Frank Underhill (1889-1971) practically invented the role of public intellectual in English Canada through his journalism, essays, teaching, and political activity. He became one of the country's most controversial figures in the middle of the twentieth century by confronting the central political issues of his time and by actively working to reform the Canadian political landscape. His propagation of socialist ideas during the Great Depression and his criticism of the British Empire and British foreign policy almost cost him his job at the University of Toronto.

In Frank Underhill and the Politics of Ideas, Kenneth Dewar demonstrates how Underhill's thought evolved from his days as a student at Toronto and Oxford, to his drafting of the Regina Manifesto - the founding platform of the leftist Co-operative Commonwealth Federation - to his support of his long-time friend Lester Pearson’s Liberals in the 1960s. Not willing to be bound by partisan loyalties, his later shift toward the political centre dismayed many of his former allies. The various issues Underhill confronted, Dewar argues, were connected by the pioneering role he played as an intellectual and by his social democratic vision of politics.

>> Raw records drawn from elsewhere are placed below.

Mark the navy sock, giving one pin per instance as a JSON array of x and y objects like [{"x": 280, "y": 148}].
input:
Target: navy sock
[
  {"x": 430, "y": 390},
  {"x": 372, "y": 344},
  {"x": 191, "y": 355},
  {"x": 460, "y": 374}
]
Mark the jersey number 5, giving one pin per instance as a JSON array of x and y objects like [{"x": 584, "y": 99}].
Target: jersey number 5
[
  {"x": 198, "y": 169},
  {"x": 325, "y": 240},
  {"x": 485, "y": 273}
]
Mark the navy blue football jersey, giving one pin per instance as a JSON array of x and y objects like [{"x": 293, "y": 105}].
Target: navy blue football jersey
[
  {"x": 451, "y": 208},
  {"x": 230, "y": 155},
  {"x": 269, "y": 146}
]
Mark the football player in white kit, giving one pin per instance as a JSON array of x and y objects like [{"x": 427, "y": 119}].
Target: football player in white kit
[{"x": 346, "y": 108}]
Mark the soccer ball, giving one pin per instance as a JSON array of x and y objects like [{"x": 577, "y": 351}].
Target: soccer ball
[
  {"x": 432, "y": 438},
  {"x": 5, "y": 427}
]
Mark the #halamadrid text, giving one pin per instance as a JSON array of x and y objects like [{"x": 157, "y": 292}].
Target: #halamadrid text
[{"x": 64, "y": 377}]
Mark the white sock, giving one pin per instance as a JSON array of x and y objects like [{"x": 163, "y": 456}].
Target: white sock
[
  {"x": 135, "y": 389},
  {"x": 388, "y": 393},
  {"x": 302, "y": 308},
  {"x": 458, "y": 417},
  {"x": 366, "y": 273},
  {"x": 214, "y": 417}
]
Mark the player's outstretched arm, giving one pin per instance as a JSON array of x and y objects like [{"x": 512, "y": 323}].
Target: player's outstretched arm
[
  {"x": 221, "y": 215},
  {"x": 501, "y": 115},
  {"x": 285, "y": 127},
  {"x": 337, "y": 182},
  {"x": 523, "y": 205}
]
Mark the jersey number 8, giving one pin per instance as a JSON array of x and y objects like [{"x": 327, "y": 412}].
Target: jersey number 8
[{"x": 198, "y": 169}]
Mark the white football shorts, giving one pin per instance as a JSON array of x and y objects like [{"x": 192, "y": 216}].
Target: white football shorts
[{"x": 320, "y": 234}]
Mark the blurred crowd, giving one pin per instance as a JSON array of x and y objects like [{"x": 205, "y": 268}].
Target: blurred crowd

Dewar also reassesses Underhill’s historical work, focusing on how it differed from the new professional history practised his younger colleagues.

Intelligently written and thoroughly researched, Frank Underhill and the Politics of Ideas delivers important insights into twentieth-century political life and innumerable lessons for twenty-first century Canada.

About the authors

Kenneth C. Dewar is professor emeritus of history at Mount Saint Vincent University and the author of Charles Clarke, Pen and Ink Warrior.

Kenneth C. Dewar's profile page

Bob Rae was elected eleven times to the House of Commons and the Ontario legislature between 1978 and 2013. He was Ontario’s 21st Premier from 1990 to 1995, and served as interim leader of the Liberal Party of Canada from 2011 to 2013. He is working now as a lawyer, negotiator, mediator, and arbitrator, with a particular focus on first nations, aboriginal, and governance issues. He also teaches at the University of Toronto School of Governance and Public Policy, and is a widely respected writer and commentator.

An author of four books and many studies and reports, Bob Rae is a Privy Councillor, an Officer of the Order of Canada, a member of the Order of Ontario, and has numerous awards and honorary degrees from institutions in Canada and around the world. Bob is married to Arlene Perly Rae, a writer and speaker, and they have three children. They live in Toronto.